SAN FRANCISCO (KRON) — The Bay Area was a beehive of seismic activity throughout the 19th century.

From 1838 to 1898, the region was rocked by a half-dozen major earthquakes.

The smallest of them was a 6.3 shock in Santa Cruz.

Then early in the morning of April 18, 1906, San Francisco was shook by the biggest earthquake ever recorded in the state.

A magnitude 7.9 tremor triggered fires that devastated 80 percent of the city.

As many as 3,000 people died and two-thirds of the population was left homeless.

It would be fifty years before the earth moved again.

1957 brought San Francisco’s “Forgotten Quake.”

The city rocked for 30 seconds.

One person was killed, 40 were injured but the damage was minimal and largely confined to Westwood Village in the western part of the city.

In 1984, the Calaveras Fault came to life.

The epicenter of the 6.2 magnitude quake was 10 miles north of San Jose but the town of Morgan Hill suffered the greatest damage.

Five years later, the Loma Prieta quake revealed the scope of the Bay Area’s vulnerability.

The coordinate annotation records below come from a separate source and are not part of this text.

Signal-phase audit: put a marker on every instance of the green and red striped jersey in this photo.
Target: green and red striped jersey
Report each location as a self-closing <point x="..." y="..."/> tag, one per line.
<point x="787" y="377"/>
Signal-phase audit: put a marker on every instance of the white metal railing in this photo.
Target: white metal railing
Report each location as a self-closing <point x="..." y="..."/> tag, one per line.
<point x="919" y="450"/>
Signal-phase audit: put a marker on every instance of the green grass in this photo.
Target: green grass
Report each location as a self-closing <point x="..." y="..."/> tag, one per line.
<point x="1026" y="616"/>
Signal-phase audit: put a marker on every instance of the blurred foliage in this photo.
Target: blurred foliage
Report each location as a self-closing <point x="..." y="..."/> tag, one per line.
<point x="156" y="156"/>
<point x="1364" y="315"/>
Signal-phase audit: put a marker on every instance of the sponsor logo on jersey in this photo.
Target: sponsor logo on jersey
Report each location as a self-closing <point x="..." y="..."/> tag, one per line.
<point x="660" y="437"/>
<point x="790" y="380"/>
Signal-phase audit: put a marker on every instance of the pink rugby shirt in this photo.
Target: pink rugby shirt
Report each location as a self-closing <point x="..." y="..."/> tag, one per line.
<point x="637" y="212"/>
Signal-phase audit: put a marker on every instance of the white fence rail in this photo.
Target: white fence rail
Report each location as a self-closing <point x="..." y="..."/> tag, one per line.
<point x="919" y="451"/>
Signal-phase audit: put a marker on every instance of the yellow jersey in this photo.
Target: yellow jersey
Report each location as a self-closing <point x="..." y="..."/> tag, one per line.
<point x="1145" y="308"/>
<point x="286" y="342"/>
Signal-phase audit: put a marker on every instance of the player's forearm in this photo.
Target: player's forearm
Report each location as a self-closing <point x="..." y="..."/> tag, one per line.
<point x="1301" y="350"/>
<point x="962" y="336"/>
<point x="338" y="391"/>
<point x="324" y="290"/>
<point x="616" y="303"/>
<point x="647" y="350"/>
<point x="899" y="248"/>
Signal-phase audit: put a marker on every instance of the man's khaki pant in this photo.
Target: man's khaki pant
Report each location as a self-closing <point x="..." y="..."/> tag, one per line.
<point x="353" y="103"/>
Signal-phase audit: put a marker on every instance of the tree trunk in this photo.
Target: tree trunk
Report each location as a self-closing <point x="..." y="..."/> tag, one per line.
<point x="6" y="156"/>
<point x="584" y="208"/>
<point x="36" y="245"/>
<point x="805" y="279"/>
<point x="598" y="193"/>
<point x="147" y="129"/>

The Bay Bridge damage paled by comparison too the collapsed Nimitz Freeway in the East Bay.

Forty-two people were crushed in their cars.

San Francisco’s Marina District, built on a landfill from the 1906 quake, suffered catastrophic liquification as homes collapsed and gas lines ignited.

At 3 a.m. on Aug. 24, 2014, the Bay Area’s biggest jolt of the 21st century hit Napa County.

The quake took a heavy toll on vineyards as well as Napa’s historic buildings.

Many of them suffered heavy damage even though they had undergone seismic retrofitting.